In-place and strided transforms
A radix-2 butterfly reads two elements and writes two elements, so the whole FFT can proceed in place.
The sangi FFT::fft(std::span<T>) overwrites its argument directly.
Multi-dimensional FFTs (FFT-multidim) apply 1D transforms along each axis, but axes other than the innermost run with stride $N_x$ and lose unit-stride access. Two strategies are common:
- Strided butterflies: bake the stride into pointer arithmetic. Simpler code, weaker cache behaviour.
- Transpose + contiguous FFT: transpose the data so each axis becomes innermost, then run a unit-stride 1D FFT. Block transposition keeps the operation cache-friendly.

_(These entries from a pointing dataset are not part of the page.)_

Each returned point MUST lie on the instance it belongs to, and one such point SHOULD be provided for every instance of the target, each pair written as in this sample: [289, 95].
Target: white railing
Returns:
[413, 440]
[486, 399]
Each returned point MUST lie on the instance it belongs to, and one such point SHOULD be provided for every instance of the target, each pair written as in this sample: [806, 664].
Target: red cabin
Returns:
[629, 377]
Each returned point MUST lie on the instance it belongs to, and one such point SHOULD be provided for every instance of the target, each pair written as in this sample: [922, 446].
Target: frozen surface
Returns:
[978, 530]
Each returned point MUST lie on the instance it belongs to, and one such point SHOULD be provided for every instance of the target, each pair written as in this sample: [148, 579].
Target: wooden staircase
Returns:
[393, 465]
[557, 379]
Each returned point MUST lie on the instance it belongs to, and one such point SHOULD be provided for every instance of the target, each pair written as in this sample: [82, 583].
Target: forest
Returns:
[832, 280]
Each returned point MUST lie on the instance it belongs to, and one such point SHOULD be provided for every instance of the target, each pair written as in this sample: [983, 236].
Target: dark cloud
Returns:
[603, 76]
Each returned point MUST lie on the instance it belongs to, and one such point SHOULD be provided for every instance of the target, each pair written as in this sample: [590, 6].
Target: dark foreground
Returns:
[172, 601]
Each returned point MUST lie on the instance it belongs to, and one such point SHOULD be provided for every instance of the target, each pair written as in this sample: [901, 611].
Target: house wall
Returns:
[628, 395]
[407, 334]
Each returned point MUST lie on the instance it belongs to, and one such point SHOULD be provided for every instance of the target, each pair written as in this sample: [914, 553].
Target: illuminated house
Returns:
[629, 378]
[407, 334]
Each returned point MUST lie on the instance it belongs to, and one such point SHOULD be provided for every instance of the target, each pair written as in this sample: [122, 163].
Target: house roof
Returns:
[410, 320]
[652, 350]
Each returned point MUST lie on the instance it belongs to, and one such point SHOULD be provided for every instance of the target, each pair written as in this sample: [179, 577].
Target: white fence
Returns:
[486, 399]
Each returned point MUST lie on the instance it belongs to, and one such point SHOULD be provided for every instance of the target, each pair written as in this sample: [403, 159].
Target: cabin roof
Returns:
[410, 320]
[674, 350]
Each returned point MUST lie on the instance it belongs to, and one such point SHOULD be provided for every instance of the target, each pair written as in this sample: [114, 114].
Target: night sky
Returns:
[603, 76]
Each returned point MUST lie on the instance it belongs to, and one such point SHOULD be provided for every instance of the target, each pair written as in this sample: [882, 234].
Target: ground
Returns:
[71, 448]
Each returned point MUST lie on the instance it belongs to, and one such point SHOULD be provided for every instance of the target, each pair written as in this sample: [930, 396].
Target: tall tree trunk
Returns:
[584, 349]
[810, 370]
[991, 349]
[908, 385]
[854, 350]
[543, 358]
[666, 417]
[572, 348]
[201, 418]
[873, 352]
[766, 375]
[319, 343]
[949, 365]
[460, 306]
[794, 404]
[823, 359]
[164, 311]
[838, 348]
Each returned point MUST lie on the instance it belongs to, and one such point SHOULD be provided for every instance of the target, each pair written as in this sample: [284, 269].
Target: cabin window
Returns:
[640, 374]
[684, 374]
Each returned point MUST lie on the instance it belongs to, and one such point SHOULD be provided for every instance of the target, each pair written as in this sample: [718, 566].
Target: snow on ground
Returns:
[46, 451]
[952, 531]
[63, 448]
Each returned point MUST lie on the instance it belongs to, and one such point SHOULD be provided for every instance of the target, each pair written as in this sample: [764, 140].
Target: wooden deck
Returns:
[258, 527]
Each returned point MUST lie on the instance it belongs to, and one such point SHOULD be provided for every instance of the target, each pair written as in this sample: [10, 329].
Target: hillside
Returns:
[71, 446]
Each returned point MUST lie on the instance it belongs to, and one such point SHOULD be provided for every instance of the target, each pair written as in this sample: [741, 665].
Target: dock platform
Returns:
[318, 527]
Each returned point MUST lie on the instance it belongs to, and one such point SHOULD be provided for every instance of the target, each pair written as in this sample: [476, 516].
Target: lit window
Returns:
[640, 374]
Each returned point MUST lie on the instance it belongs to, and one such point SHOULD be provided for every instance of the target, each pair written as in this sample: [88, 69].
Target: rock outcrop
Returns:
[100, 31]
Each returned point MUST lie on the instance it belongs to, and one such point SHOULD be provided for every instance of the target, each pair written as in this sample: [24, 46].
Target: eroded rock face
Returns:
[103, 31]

sangi fft2d and fft3d use the transpose path and run each 1D FFT through the
SIMD radix-2 kernel on contiguous memory.
Dispatch in sangi
FFT<T, Real>::fft(data) dispatches as follows based on $N = $ data.size().
| $N$ | Path | Notes |
|---|---|---|
| $2^k$ | SIMD radix-2 (AVX2 / SSE) | Optimised float / double path |
| $2^a \cdot 3^b \cdot 5^c$ (5-smooth) | Mixed radix-{2,3,5} | is_valid_size returns true |
| Otherwise | Bluestein (chirp z) | Pads internally to a power-of-two $\geq 2N - 1$ |
ModularInt<P> | NTT path | Radix-2 butterflies over a residue ring |
The inverse transform applies the same butterflies with conjugated twiddles plus $1/N$ normalisation.
Use the FFTEngine class to choose a normalisation convention through
FFTDivMode (None / Forward / Inverse / Both).
Bluestein and arbitrary-length transforms are covered in FFT-bluestein-real, which also discusses real-input packing. NTT details live in FFT-ntt-bigint, and multi-dimensional FFTs and convolution in FFT-multidim.
References
- Cooley, J. W. and Tukey, J. W. (1965). "An Algorithm for the Machine Calculation of Complex Fourier Series". Mathematics of Computation, 19, 297–301.
- Singleton, R. C. (1969). "An Algorithm for Computing the Mixed Radix Fast Fourier Transform". IEEE Trans. Audio Electroacoust., 17, 93–103.
- Duhamel, P. and Hollmann, H. (1984). "Split-radix FFT algorithm". Electronics Letters, 20, 14–16.
- Johnson, S. G. and Frigo, M. (2007). "A Modified Split-Radix FFT With Fewer Arithmetic Operations". IEEE Trans. Signal Process., 55, 111–119.
- Van Loan, C. (1992). Computational Frameworks for the Fast Fourier Transform. SIAM.